Du kannst dir gar nicht vorstellen, wie mir im Schrank drinnen zumute war. Eigentlich wollte ich ja zu Maria halten, denn niemand außer Cleo konnte der Mörder sein – das war die einzig logische Schlussfolgerung gewesen. Andererseits berührte mich Cleos „Hugo steht zu mir“ irgendwie. Es kratzte von innen an meinem Brustkorb wie ein verzweifeltes eingesperrtes Tier. Ich hoffte beinahe, dass er, nachdem er wieder alleine war, laut auflachen würde. Ich hoffte beinahe, dass er sagen würde: „Diese Idioten! Diese Hornochsen! Sie haben mich ja gar nicht beim Mord beobachten können – ich war ja viel zu geschwind dafür!“

Aber das Gegenteil war der Fall. Cleo trampelte wütend durch das Erdgeschoss und schimpfte: „Diese Viper! Diese giftige Viper! Aber Hugo kennt mich, Hugo kennt mich!“

Es schüttelte mich. Ich würde mich nicht mehr lange beherrschen können. Nach ein paar Minuten stampfte mein Freund lamentierend die Treppe hinauf und verschwand mit einem Türknallen in seinem Zimmer.

Ich hielt mich noch vier Sekunden zurück. Dann flennte ich wie ein Mädchen. Ich sank auf die Knie und versuchte, mein nasses Gesicht so gut wie möglich an den Anzügen zu trocknen, aber es floss immer weiter und weiter. Ich hätte eine halbe Ewigkeit dort knien und einen Anzug nach dem anderen vollrotzen können, wenn mich nicht ein plötzlicher Motorlärm aus meinem Kummer gerissen hätte. Cleos Mutter kam. Nichts wie weg!

Ich kroch aus dem Schrank und wollte schon über die Terrasse fliehen, da erinnerte ich mich, dass Cleo vergessen hatte, den BH wieder aufzuräumen. Das Wenigste, was ich für meinen treuen Freund noch tun konnte, tat ich jetzt. Ich stürzte ins Schlafzimmer, hob den BH auf – da hörte ich das Garagentor zufallen. Verdammt noch mal, wo soll ich das blöde Ding nur verstauen? Schritte vor der Haustür. Keine Zeit, Hugo, keine Zeit! Nur weg von hier!

Ich stopfte mir den BH in die Hosentasche und floh über denselben Ausgang wie am Tag zuvor.

Maria war nimmer da. Ich suchte sie, aber ich suchte sie nicht besonders gründlich. Ich wusste überhaupt nicht mehr, wer ich war und was ich glauben sollte.

Das Einzige, was ich wusste – während ich am Kolosseum, der Schlucht und unserem Meisterversteck vorübertrottete –, war, dass Cleo unschuldig war. Er hatte den Molch nicht geklaut und schon gar nicht ermordet.

Aber ich war schuldig. Ich hatte Cleo hintergangen. Nicht, weil ich mit Maria ein Detektivbüro gegründet hatte, sondern, weil ich nicht zu meinem Freund gestanden hatte.

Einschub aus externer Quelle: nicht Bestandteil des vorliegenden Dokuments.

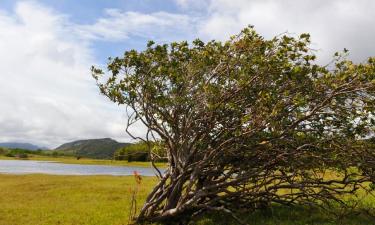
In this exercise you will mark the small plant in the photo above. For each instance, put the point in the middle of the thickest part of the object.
(133, 204)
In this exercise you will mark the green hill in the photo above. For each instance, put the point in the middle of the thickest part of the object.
(93, 148)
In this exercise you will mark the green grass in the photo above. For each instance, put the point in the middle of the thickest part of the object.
(87, 200)
(73, 160)
(105, 200)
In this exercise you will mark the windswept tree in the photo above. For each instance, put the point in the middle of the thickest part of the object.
(247, 122)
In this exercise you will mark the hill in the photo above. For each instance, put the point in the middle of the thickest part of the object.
(17, 145)
(92, 148)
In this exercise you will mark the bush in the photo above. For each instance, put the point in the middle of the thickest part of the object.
(3, 151)
(9, 154)
(22, 156)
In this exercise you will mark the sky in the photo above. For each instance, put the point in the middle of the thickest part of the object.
(47, 94)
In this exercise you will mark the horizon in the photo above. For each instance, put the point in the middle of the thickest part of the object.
(47, 48)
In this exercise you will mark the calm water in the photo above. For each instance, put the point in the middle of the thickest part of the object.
(32, 166)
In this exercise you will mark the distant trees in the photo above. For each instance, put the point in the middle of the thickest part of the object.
(140, 151)
(247, 122)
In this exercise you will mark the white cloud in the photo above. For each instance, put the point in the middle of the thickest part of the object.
(333, 25)
(120, 25)
(47, 95)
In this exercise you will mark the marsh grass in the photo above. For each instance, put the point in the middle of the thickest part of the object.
(86, 161)
(106, 200)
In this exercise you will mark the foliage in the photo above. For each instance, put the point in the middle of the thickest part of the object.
(3, 151)
(93, 148)
(140, 151)
(247, 122)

Dem besten, dem allerbesten Freund, den man nur haben konnte. Ich weiß, er hätte mir die Treue gehalten. Aber ich war eine treulose Tomate mit viel Mark, aber ganz ohne Rückgrat. Ich hätte mich selber bespucken mögen. Ein bissel Busengewackel genügte, um mich alles vergessen zu lassen, was mich und meinen Freund verband.

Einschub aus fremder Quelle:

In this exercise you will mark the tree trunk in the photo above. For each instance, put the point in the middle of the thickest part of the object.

Ich saß beim Abendessen und ärgerte mich über alles. Über mich, über Maria, über die diebische Freude meines Vaters, der immer wieder nachfragte, wie es denn heute mit dem Mädchen gewesen wäre und ob ich mich mit ihr gut verstehen würde und so weiter – ich wusste, worauf er hinauswollte. Und ich ärgerte mich über das Essen auf meinem Teller. Leber, Curryreis und Rosenkohl. Wird das die Menschheit denn nie verstehen: Leber ist nicht essbar! Und Reis … ach, was soll man da noch sagen? Es wäre ja schade um jedes Wort. Rosenkohl aber ist definitiv ein Verbrechen an der Menschlichkeit – irgendjemand sollte dem Jugendamt mal einen Tipp geben.

Mann, hatte ich eine Wut!

Die Freudenfalten meines Vaters hingegen reichten ihm bis an die Ohren. „Und was für einen vertrackten Kriminalfall habt ihr da draußen im Dickicht gelöst?“

„Diesen hier!“, bellte ich, zog den schwarzen BH aus meiner Tasche und warf ihn auf den Tisch.

Mein Vater verschluckte sich und wäre beinah abgekratzt.